Pope admits injustices in Latin America

| Thu, 05/24/2007 - 05:46

Pope Benedict XVI tried on Wednesday to placate the anger expressed by Latin American Indians this month after he said that they had been purified by the Catholic Church.

Speaking at his general audience in St Peter's Square, the pontiff said no one could ignore the "suffering and the injustices inflicted by the colonisers of the indigenous peoples" of the Americas.

He said that, despite the "glorious" progress of the Christian faith in Latin America after its discovery in 1492, there were also "shadows" in the evangelising work.

The rights of native peoples were often "trampled on," he said.

In a speech to Latin American bishops at the end of his May 9-14 visit to Brazil, Benedict offended many Indians in North and South America by saying the Church had not imposed itself on their ancestors.

He said the tribal Indians of the time welcomed European priests because they were "silently longing" for Christianity.

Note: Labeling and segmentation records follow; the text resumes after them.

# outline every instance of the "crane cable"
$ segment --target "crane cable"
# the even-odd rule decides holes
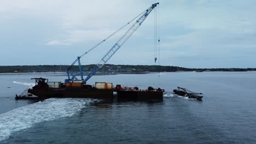
[[[160,77],[160,7],[158,5],[158,77]]]
[[[159,5],[158,5],[159,7]],[[156,60],[158,59],[158,75],[159,77],[160,77],[160,26],[159,26],[159,7],[156,7],[156,10],[154,10],[154,48],[155,48],[155,63],[156,62]]]
[[[88,52],[90,52],[91,50],[94,50],[94,49],[95,49],[97,46],[98,46],[98,45],[100,45],[100,44],[101,44],[102,43],[103,43],[103,42],[106,41],[107,39],[108,39],[110,37],[112,37],[114,34],[115,34],[115,33],[117,33],[117,32],[118,32],[119,31],[120,31],[121,29],[122,29],[124,27],[126,27],[126,26],[127,26],[128,25],[129,25],[131,22],[132,22],[133,21],[134,21],[135,19],[136,19],[138,17],[140,16],[141,15],[142,15],[142,14],[144,13],[146,11],[147,11],[146,10],[144,10],[143,11],[142,13],[141,13],[141,14],[139,14],[139,15],[138,15],[136,17],[135,17],[135,18],[132,19],[132,20],[130,20],[130,21],[129,21],[127,23],[125,23],[125,25],[124,25],[124,26],[123,26],[122,27],[121,27],[119,29],[118,29],[117,31],[114,32],[114,33],[113,33],[112,34],[110,34],[109,36],[108,36],[108,37],[107,37],[106,39],[103,39],[102,41],[101,41],[101,42],[100,42],[99,43],[98,43],[97,44],[96,44],[95,46],[94,46],[94,47],[91,47],[91,49],[90,49],[88,51],[87,51],[86,52],[85,52],[85,53],[84,53],[83,55],[82,55],[80,57],[83,57],[84,55],[85,55],[86,54],[87,54]]]

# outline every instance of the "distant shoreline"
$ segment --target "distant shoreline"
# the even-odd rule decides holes
[[[200,71],[200,72],[249,72],[255,71],[254,70],[251,71]],[[160,73],[184,73],[184,72],[198,72],[195,71],[160,71]],[[156,74],[159,72],[145,72],[145,73],[98,73],[95,75],[122,75],[122,74]],[[29,75],[29,74],[66,74],[66,72],[33,72],[33,73],[0,73],[0,75]],[[85,74],[86,75],[86,74]]]

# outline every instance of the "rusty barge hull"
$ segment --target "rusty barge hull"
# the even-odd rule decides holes
[[[89,98],[111,99],[113,91],[108,89],[81,88],[58,88],[28,89],[28,93],[40,98]]]
[[[144,100],[148,99],[162,100],[162,91],[118,91],[119,99]]]
[[[36,85],[27,89],[28,94],[37,96],[39,99],[50,98],[88,98],[113,100],[113,92],[117,92],[119,99],[132,100],[161,99],[164,89],[154,89],[149,87],[148,89],[142,90],[138,87],[121,87],[117,85],[113,87],[112,83],[95,82],[95,86],[84,85],[81,82],[48,82],[48,79],[33,78]],[[27,97],[17,97],[17,99]]]

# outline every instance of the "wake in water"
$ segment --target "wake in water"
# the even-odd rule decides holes
[[[24,85],[26,86],[34,86],[34,83],[27,83],[27,82],[18,82],[18,81],[13,81],[13,83],[18,83],[18,84],[20,84],[20,85]]]
[[[36,123],[71,117],[90,103],[91,99],[51,98],[0,115],[0,141],[12,133],[28,128]]]

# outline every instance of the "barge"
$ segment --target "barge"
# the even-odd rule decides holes
[[[154,89],[152,87],[149,87],[147,89],[139,89],[137,87],[122,87],[120,85],[117,85],[113,87],[112,83],[95,82],[95,85],[92,86],[82,82],[48,82],[47,79],[42,77],[31,79],[36,80],[36,85],[28,88],[27,93],[36,95],[39,99],[89,98],[111,100],[114,98],[113,92],[117,92],[119,99],[132,100],[162,99],[165,91],[160,88]],[[18,97],[17,99],[29,99],[28,97],[23,96]]]

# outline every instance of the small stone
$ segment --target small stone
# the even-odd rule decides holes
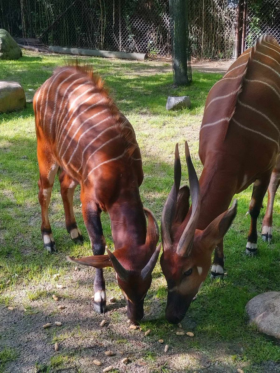
[[[105,373],[106,372],[109,372],[110,370],[112,370],[113,369],[113,366],[110,365],[109,367],[107,367],[107,368],[105,368],[102,370],[103,373]]]
[[[184,335],[185,333],[184,332],[177,332],[176,333],[177,335]]]
[[[190,100],[189,96],[180,97],[171,97],[169,96],[167,99],[165,109],[167,110],[175,110],[184,107],[189,108],[190,106]]]
[[[134,329],[134,330],[136,329],[139,329],[139,326],[138,326],[138,325],[135,325],[134,324],[133,324],[132,325],[131,325],[129,327],[130,329]]]
[[[113,356],[115,354],[114,352],[112,351],[105,351],[104,352],[105,355],[107,355],[107,356]]]
[[[43,325],[43,327],[44,329],[46,329],[47,328],[51,326],[52,323],[47,323],[47,324],[45,324],[44,325]]]

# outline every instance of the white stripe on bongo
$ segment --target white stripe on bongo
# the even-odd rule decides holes
[[[95,106],[95,105],[94,105],[94,106]],[[90,108],[91,107],[91,106],[94,106],[93,105],[91,105],[91,106],[90,106],[89,107]],[[61,159],[63,159],[64,156],[65,155],[65,153],[66,153],[66,152],[68,150],[68,149],[69,147],[70,146],[71,143],[73,141],[73,140],[74,140],[74,139],[75,138],[75,137],[76,135],[78,133],[78,132],[80,130],[80,129],[82,128],[82,127],[83,127],[83,126],[84,125],[85,123],[86,123],[87,122],[88,122],[89,120],[90,120],[92,119],[93,119],[93,118],[95,117],[96,116],[98,116],[98,115],[100,115],[100,114],[103,114],[105,112],[106,112],[108,110],[108,109],[104,109],[104,110],[102,110],[102,111],[99,112],[98,113],[96,113],[95,114],[93,114],[93,115],[92,115],[91,117],[90,117],[89,118],[88,118],[87,119],[86,119],[85,120],[84,120],[84,122],[83,122],[81,123],[81,125],[80,125],[79,126],[78,128],[77,128],[77,130],[76,130],[76,132],[75,132],[75,133],[73,135],[73,136],[72,137],[72,138],[71,139],[71,140],[70,140],[70,141],[69,141],[69,142],[68,143],[68,145],[67,145],[67,147],[66,148],[66,149],[65,150],[65,151],[63,153],[63,155],[62,155],[62,156],[61,157]],[[99,122],[99,123],[97,123],[96,124],[94,125],[94,126],[92,126],[91,127],[90,127],[90,128],[88,129],[86,131],[85,131],[85,132],[84,132],[83,134],[82,134],[81,135],[81,136],[80,136],[80,137],[79,138],[79,140],[78,140],[78,143],[77,144],[77,145],[75,148],[77,148],[77,147],[78,146],[78,145],[79,144],[79,143],[80,142],[80,140],[81,139],[81,138],[87,132],[88,132],[90,130],[90,129],[91,129],[91,128],[93,128],[94,127],[96,127],[96,126],[99,126],[100,124],[100,123],[102,123],[103,121],[102,120],[101,122]],[[74,154],[74,153],[72,154],[72,155],[71,156],[71,159],[72,159],[72,158],[73,157],[73,154]],[[68,162],[68,163],[69,163],[69,162],[70,162],[70,160],[69,160],[69,161]],[[68,163],[67,164],[68,164]]]
[[[70,89],[70,88],[71,88],[71,87],[72,87],[72,86],[73,85],[73,84],[74,84],[75,83],[77,83],[77,82],[78,82],[78,81],[81,80],[82,79],[83,79],[84,80],[84,79],[85,79],[84,76],[83,76],[82,78],[79,78],[78,79],[77,79],[76,80],[74,80],[74,81],[72,83],[71,83],[71,84],[69,85],[68,86],[68,87],[67,89],[64,92],[64,94],[63,95],[63,97],[62,97],[62,100],[61,100],[61,101],[60,101],[60,109],[59,109],[59,111],[57,113],[57,118],[59,118],[59,117],[60,117],[60,118],[59,118],[59,122],[58,122],[58,126],[59,127],[59,125],[60,125],[60,124],[62,124],[62,126],[61,126],[60,128],[58,128],[58,131],[57,131],[57,132],[56,134],[56,136],[57,136],[57,137],[59,137],[59,135],[60,135],[60,131],[61,131],[61,129],[62,128],[62,122],[63,122],[63,120],[64,119],[64,115],[63,115],[64,114],[64,113],[65,112],[65,109],[67,110],[67,103],[66,103],[65,104],[65,106],[64,106],[64,108],[63,109],[63,110],[62,111],[62,112],[61,113],[61,114],[60,115],[60,112],[61,111],[61,107],[62,107],[62,104],[63,103],[63,101],[64,100],[64,98],[65,98],[65,96],[66,95],[66,94],[67,93],[67,92],[68,92],[68,91]],[[77,90],[79,89],[81,87],[83,87],[83,86],[84,84],[86,84],[87,83],[88,83],[89,84],[90,82],[90,81],[86,81],[85,82],[84,82],[84,83],[83,83],[82,84],[80,84],[80,85],[78,85],[77,87],[76,87],[76,88],[75,88],[75,89],[74,90],[73,90],[73,91],[72,91],[72,92],[71,92],[69,94],[69,95],[67,97],[67,99],[68,99],[68,100],[69,100],[69,98],[76,91],[77,91]]]
[[[218,120],[216,120],[216,122],[213,122],[212,123],[207,123],[207,124],[203,124],[202,125],[201,128],[200,129],[201,130],[202,128],[204,128],[205,127],[209,127],[210,126],[214,126],[215,125],[218,124],[218,123],[220,123],[222,122],[224,122],[225,121],[228,122],[230,119],[230,118],[229,117],[227,117],[225,118],[222,118],[221,119],[219,119]]]
[[[108,119],[108,118],[106,118],[106,119]],[[90,141],[90,142],[89,142],[87,144],[87,146],[85,147],[85,148],[83,150],[83,153],[82,153],[82,160],[81,160],[81,166],[80,167],[80,168],[77,171],[77,172],[78,172],[80,171],[80,170],[81,170],[81,169],[82,168],[82,167],[83,166],[83,163],[84,162],[84,154],[85,152],[86,151],[87,149],[88,148],[88,147],[90,146],[91,145],[91,144],[93,143],[93,142],[94,142],[96,141],[96,140],[97,140],[97,139],[99,138],[99,137],[100,137],[100,136],[102,136],[102,135],[103,135],[103,134],[105,134],[105,132],[106,132],[107,131],[108,131],[110,129],[112,129],[113,128],[115,128],[115,127],[116,127],[116,126],[115,125],[111,126],[111,127],[108,127],[108,128],[106,128],[105,129],[104,129],[104,131],[102,131],[102,132],[100,132],[100,134],[99,134],[98,135],[97,135],[96,136],[96,137],[95,137],[94,139],[93,139]]]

Millions of Indians are thought to have been slaughtered, killed by disease or enslaved as a result of colonisation by European powers who were supported and accompanied by the Roman Catholic Church.

After the pope's May 13 speech, angry Indian leaders in Brazil said they were offended by the pontiff's "arrogant" comments.

Venezuelan President Hugo Chavez proposed last weekend that Benedict apologise to the first peoples of America for saying that Christianity had spread naturally through the continent.

"How can the pope say the evangelisation wasn't an imposition?" he said. "Why did the indigenous people have to flee to the forests and the mountains?"

In actual fact, the Church has long recognised the atrocities that took place at the time and Pope John Paul asked forgiveness for the role Christians played in slavery in America and elsewhere.

As early as the 16th century, a Spanish priest called Bartolomé de Las Casas denounced in a book the brutal treatment of Latin American natives by the Spanish conquistadores.

American and Spanish bishops have begun procedures they hope will lead to the canonisation of the priest, who was the first bishop of Chiapas, Mexico.

He was forced to resign from his seat in the New World precisely because of his stance.